Object Detection at 1840 FPS with TorchScript, TensorRT and DeepStream

October 17, 2020

Visual Analytics, Machine Learning Productionization

SSD300, Pytorch, Object Detection, Optimization, DeepStream, TorchScript, TensorRT, ONNX, NVTX, Nsight Systems

Intro #

Previously, we took a simple video pipeline and made it as fast as we could without sacrificing the flexibility of the Python runtime. It’s amazing how far you can go — 9 FPS to 650 FPS — but we did not reach full hardware utilization and the pipeline did not scale linearly beyond a single GPU. There is evidence (measured using gil_load) that we were throttled by a fundamental Python limitation with multiple threads fighting over the Global Interpreter Lock (GIL).

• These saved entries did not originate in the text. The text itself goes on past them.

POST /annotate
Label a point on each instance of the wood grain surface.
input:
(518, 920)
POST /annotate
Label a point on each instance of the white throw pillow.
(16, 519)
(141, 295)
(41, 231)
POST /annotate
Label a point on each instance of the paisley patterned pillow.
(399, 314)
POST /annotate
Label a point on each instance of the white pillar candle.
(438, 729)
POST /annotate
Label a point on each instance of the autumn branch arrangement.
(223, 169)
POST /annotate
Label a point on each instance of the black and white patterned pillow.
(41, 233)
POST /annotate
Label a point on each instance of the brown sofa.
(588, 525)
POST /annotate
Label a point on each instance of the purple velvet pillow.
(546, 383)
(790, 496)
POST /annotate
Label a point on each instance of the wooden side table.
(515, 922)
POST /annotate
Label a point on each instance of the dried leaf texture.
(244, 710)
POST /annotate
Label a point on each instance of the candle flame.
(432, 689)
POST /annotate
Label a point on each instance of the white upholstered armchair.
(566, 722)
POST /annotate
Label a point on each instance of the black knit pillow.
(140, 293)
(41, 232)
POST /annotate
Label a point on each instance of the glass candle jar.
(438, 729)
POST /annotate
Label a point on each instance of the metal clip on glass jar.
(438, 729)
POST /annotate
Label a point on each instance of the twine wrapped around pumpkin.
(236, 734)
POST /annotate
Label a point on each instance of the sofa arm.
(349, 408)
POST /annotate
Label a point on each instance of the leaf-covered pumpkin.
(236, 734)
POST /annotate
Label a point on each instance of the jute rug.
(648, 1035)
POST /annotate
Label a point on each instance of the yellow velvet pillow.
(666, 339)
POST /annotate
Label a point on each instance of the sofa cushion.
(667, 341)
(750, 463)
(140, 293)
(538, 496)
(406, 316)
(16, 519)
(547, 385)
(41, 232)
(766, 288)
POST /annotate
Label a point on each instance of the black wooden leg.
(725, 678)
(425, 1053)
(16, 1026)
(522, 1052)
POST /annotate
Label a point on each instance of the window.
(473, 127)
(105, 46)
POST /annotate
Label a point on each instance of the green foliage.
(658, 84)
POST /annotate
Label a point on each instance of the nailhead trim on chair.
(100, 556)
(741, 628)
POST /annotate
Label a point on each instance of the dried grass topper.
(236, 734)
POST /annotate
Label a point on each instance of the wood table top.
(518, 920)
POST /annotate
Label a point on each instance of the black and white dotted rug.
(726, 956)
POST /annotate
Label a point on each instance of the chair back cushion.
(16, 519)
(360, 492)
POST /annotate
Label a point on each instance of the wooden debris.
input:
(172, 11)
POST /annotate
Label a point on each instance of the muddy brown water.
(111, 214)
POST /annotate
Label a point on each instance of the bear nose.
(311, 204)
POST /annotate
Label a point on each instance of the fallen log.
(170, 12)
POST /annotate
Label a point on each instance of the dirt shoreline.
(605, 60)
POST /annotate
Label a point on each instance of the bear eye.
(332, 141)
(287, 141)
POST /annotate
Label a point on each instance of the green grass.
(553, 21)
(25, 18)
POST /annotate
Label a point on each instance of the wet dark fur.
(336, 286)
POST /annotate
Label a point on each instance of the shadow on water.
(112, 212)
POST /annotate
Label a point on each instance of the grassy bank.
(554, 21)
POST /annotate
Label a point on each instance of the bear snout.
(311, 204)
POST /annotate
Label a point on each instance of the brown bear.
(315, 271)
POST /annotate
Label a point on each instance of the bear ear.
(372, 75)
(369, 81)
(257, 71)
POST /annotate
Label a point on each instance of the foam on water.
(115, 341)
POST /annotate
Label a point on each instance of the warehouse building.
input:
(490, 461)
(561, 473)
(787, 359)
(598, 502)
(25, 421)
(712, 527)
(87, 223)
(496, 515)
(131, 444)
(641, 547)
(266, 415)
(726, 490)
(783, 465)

In this article we’ll take performance of the same SSD300 model even further, leaving Python behind and moving towards true production deployment technologies:

TorchScript. Instead of running directly in the Pytorch runtime, we’ll export our model using TorchScript tracing into a form that can be executed portably using the libtorch C++ runtime.
TensorRT. This toolset from Nvidia includes a “deep learning inference optimizer” — a compiler for optimizing CUDA-based computational graphs. We’ll use this to squeeze out every drop of inference efficiency.
DeepStream. While Gstreamer gives us an extensive library of elements to build media pipelines with, DeepStream expands this library with a set of GPU-accelerated elements specialized for machine learning.

These technologies fit together like this:

DeepStream Hybrid Architecture

This article will not be a step-by-step tutorial with code examples, but will show what is possible when these technologies are combined. The associated repository is here: github.com/pbridger/deepstream-video-pipeline.

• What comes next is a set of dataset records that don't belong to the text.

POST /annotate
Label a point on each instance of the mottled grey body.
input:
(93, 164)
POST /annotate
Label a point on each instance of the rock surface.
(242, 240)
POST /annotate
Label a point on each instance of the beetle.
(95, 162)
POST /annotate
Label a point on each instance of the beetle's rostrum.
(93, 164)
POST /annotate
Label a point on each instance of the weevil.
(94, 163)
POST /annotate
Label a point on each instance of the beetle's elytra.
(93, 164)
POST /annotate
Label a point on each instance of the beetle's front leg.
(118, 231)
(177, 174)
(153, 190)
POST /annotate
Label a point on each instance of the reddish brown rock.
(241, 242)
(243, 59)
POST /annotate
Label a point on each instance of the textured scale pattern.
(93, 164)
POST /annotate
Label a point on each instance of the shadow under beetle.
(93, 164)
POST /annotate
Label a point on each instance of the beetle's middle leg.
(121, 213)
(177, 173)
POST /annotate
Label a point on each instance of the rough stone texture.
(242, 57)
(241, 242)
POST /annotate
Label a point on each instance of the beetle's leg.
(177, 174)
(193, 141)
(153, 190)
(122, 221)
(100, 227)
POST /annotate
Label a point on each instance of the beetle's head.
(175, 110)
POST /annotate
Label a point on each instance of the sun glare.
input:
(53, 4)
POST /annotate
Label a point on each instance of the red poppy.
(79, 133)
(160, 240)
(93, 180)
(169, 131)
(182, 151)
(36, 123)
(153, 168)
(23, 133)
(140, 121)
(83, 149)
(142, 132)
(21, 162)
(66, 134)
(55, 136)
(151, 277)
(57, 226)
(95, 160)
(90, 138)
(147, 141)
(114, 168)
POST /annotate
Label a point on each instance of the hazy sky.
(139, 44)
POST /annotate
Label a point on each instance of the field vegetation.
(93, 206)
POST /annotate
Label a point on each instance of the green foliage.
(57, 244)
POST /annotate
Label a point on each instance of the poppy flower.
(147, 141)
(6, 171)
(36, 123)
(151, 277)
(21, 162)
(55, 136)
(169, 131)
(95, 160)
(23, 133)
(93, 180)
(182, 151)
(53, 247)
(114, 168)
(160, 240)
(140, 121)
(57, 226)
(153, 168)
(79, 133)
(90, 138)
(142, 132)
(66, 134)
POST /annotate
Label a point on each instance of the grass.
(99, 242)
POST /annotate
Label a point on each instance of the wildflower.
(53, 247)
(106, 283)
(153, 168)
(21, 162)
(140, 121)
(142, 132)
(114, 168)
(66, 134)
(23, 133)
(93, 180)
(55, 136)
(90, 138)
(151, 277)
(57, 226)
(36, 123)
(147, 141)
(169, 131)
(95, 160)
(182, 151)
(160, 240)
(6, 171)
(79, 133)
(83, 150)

🔥TorchScript vs TensorRT🔥 #

Both TorchScript and TensorRT can produce a deployment-ready form of our model, so why do we need both? These great tools may eventually be competitors but in 2020 they are complementary — they each have weaknesses that are compensated for by the other.

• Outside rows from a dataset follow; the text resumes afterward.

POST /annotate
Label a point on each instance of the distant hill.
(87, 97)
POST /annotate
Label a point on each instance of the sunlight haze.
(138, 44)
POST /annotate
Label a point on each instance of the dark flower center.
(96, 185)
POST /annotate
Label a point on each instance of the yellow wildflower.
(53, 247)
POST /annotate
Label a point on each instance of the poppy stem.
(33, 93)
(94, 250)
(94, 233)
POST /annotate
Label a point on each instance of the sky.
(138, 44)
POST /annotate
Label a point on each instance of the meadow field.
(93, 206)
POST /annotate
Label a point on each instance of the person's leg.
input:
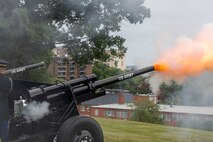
(4, 131)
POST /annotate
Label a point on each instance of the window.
(82, 108)
(96, 112)
(109, 113)
(122, 114)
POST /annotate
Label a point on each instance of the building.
(131, 67)
(62, 66)
(173, 115)
(3, 65)
(117, 104)
(118, 63)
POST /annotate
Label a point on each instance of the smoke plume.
(189, 56)
(35, 111)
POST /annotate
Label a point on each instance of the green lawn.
(130, 131)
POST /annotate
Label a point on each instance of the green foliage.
(169, 92)
(131, 131)
(86, 27)
(30, 29)
(146, 111)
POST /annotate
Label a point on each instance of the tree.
(146, 111)
(169, 92)
(29, 28)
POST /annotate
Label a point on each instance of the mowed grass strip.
(130, 131)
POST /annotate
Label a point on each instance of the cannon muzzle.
(84, 84)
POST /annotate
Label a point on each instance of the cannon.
(61, 121)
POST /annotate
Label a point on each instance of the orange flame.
(189, 56)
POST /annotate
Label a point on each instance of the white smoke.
(35, 111)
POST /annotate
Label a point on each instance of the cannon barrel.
(88, 79)
(21, 69)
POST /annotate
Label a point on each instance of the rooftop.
(165, 108)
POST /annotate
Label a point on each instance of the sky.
(169, 20)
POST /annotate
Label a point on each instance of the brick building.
(117, 104)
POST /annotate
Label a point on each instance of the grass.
(130, 131)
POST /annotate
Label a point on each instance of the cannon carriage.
(61, 122)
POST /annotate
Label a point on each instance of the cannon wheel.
(80, 129)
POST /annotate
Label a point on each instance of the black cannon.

TorchScript. With a few lines of torch.jit code we can generate a deployment-ready asset from essentially any Pytorch model that will run anywhere libtorch runs. It’s not inherently faster (it is submitting approximately the same sequence of kernels) but the libtorch runtime will perform better under high concurrency. However, without care TorchScript output may have performance and portability surprises (I’ll cover some of these in a later article).

TensorRT. An unparalleled model compiler for Nvidia hardware, but for Pytorch or ONNX-based models it has incomplete support and suffers from poor portability. There is a plugin system to add arbitrary layers and postprocessing, but this low-level work is out of reach for groups without specialized deployment teams. TensorRT also doesn’t support cross-compilation so models must be optimized directly on the target hardware — not great for embedded platforms or highly diverse compute ecosystems.

Let’s begin with a baseline from the previous post in this series — Object Detection from 9 FPS to 650 FPS in 6 Steps.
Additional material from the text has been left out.